ERIC Number: ED411331
Record Type: RIE
Publication Date: 1996
Is Youth Violence Just Another Fact of Life? Some Kids Resilient; Some Kids at Risk. Clarifying the Debate: Psychology Exmaines the Issues.
American Psychological Association, Washington, DC.
Psychological research has demonstrated that violence is learned, and it has identified some factors that put children at risk of perpetrating or being victimized by violence. Because aggression is often learned at an early age, prevention programs that start early in childhood and continue throughout adolescence have the best chance for success. Some children demonstrate resilience, almost from birth, that protects them from becoming violent or that makes them less vulnerable to the effects of violence. Psychological research suggests that resilience can be cultivated by early experiences that counter the negative effects of violence.
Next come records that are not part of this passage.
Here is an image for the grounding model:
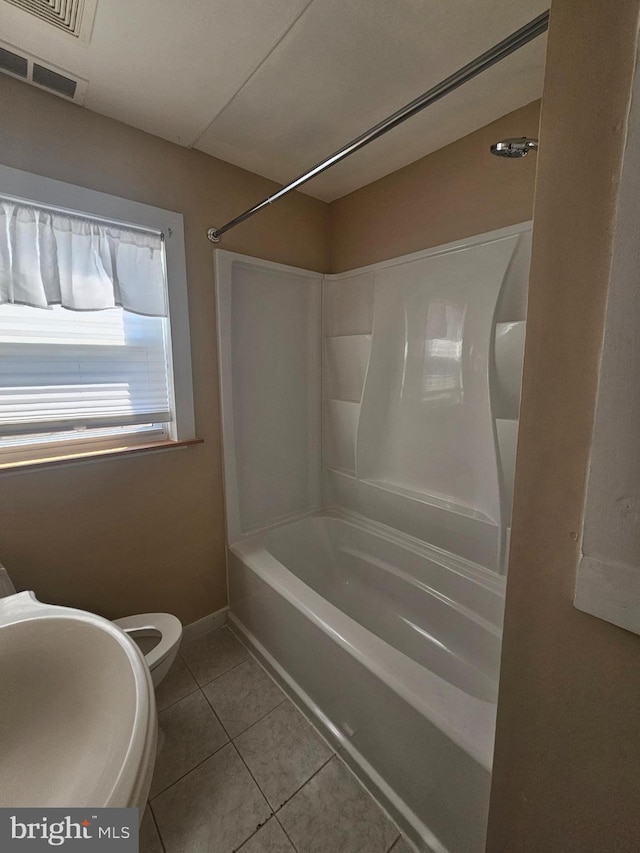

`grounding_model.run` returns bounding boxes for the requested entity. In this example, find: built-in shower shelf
[324,335,371,403]
[361,480,496,524]
[327,465,357,480]
[324,399,360,472]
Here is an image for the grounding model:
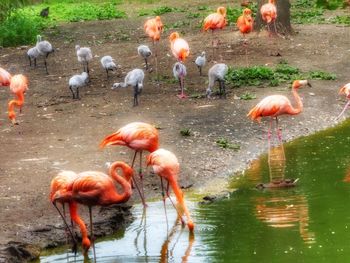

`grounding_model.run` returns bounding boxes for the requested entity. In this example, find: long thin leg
[44,58,49,75]
[160,176,169,233]
[145,58,148,70]
[89,206,96,263]
[52,202,77,246]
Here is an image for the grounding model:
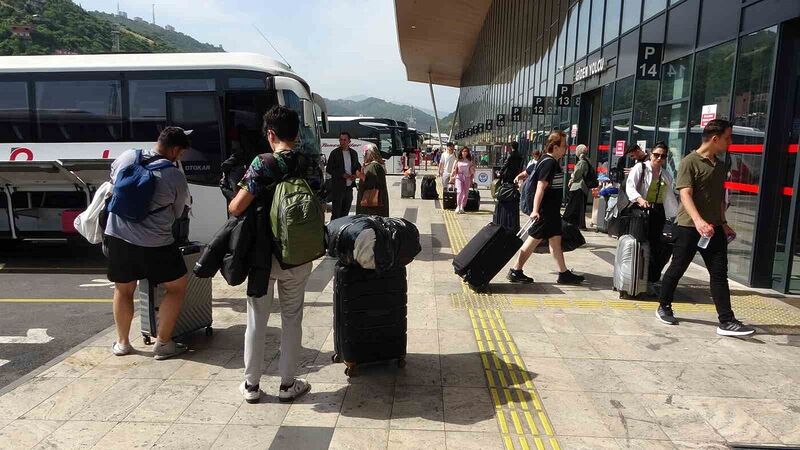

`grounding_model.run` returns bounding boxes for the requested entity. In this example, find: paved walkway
[0,171,800,450]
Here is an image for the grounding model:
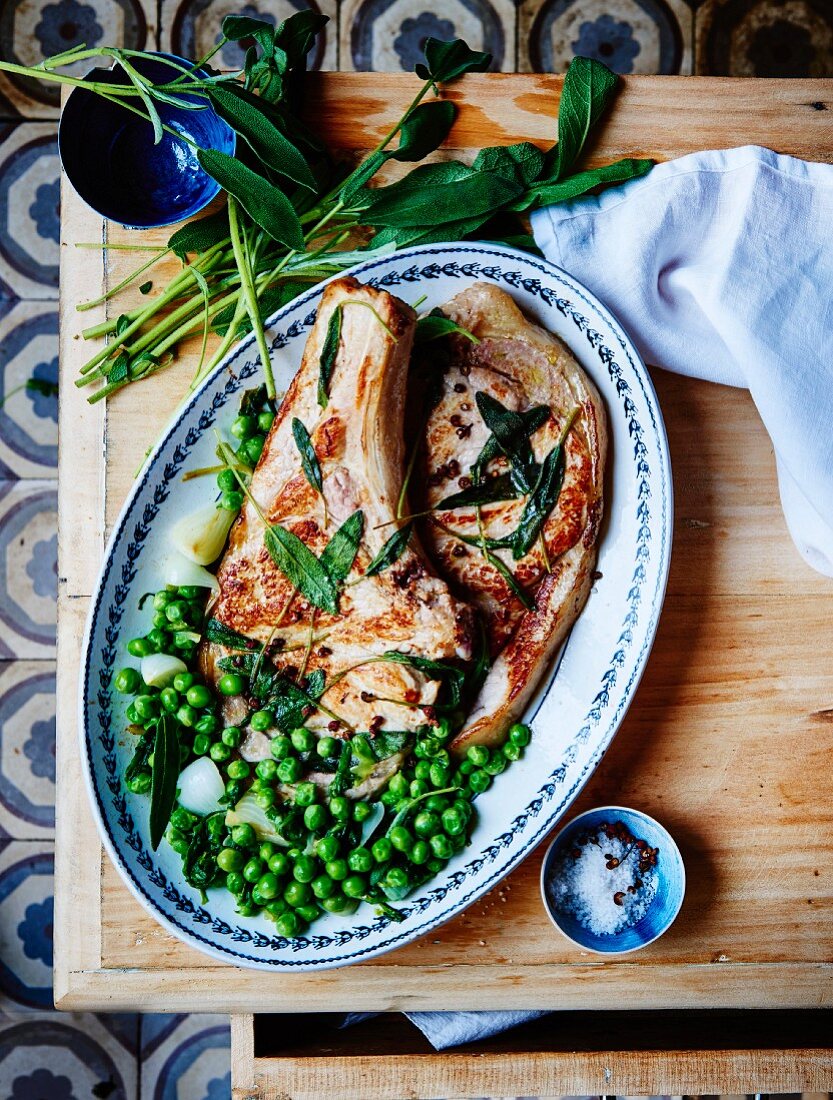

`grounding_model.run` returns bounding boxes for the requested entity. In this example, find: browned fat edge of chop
[415,283,607,752]
[201,278,472,759]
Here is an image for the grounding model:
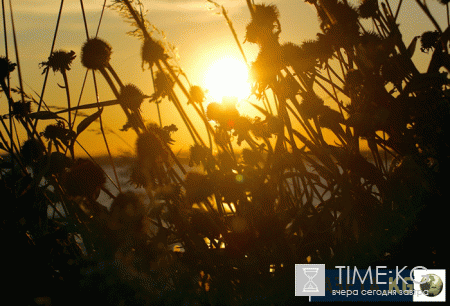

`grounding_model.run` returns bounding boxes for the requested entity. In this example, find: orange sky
[0,0,446,156]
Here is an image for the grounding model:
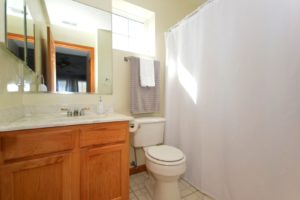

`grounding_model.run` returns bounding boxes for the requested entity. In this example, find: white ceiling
[45,0,111,32]
[186,0,207,7]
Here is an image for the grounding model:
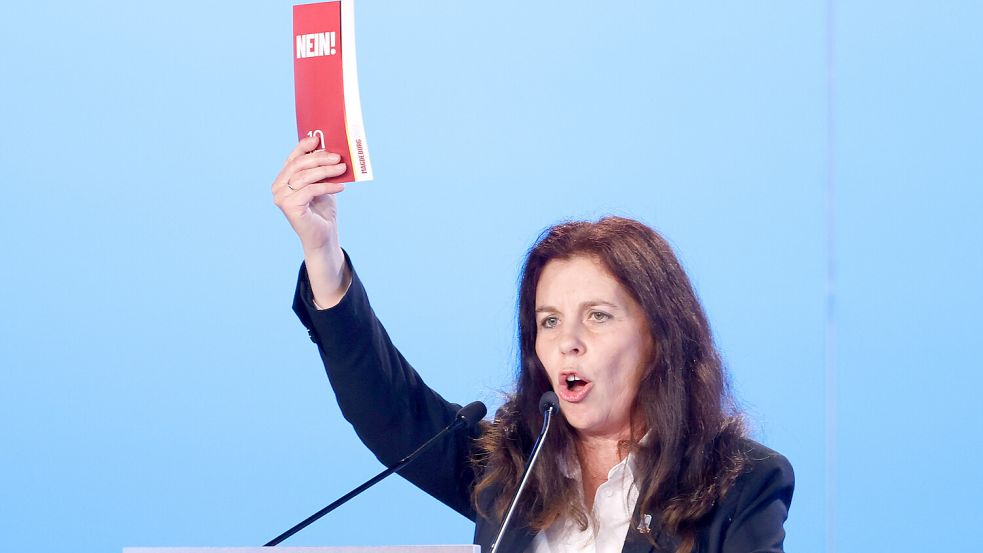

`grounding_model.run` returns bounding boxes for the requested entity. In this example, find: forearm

These experiences, which include positive role models and events that develop self-esteem and hope for the future, promote a sense that one is in control of one's own life and can cope with whatever may happen. Research has indicated that exposure to televised violence is one of the significant causes of violence in our society. Exposure through television is but one of the ways violence is taught, but in any case, the process by which violence is taught is circular, beginning with the family and coming home to the next generation. Youth violence prevention programs must start early, educate parents and other caregivers, consider the spectrum of antisocial behavior, and include numerous components of the child's environment. (Contains 14 references.) (SLD)
Descriptors: Aggression, Early Intervention, Elementary Secondary Education, Family Influence, High Risk Students, Prevention, Program Development, Resilience (Personality), Role Models, School Safety, Self Esteem, Urban Schools, Victims of Crime, Violence
American Psychological Association, 750 First Street, N.E., Washington, DC 20002.
Publication Type: Reports - Evaluative
Education Level: N/A
Authoring Institution: American Psychological Association, Washington, DC.
Note: A joint project of the APA Office of Public Communications and the Office of Public Policy.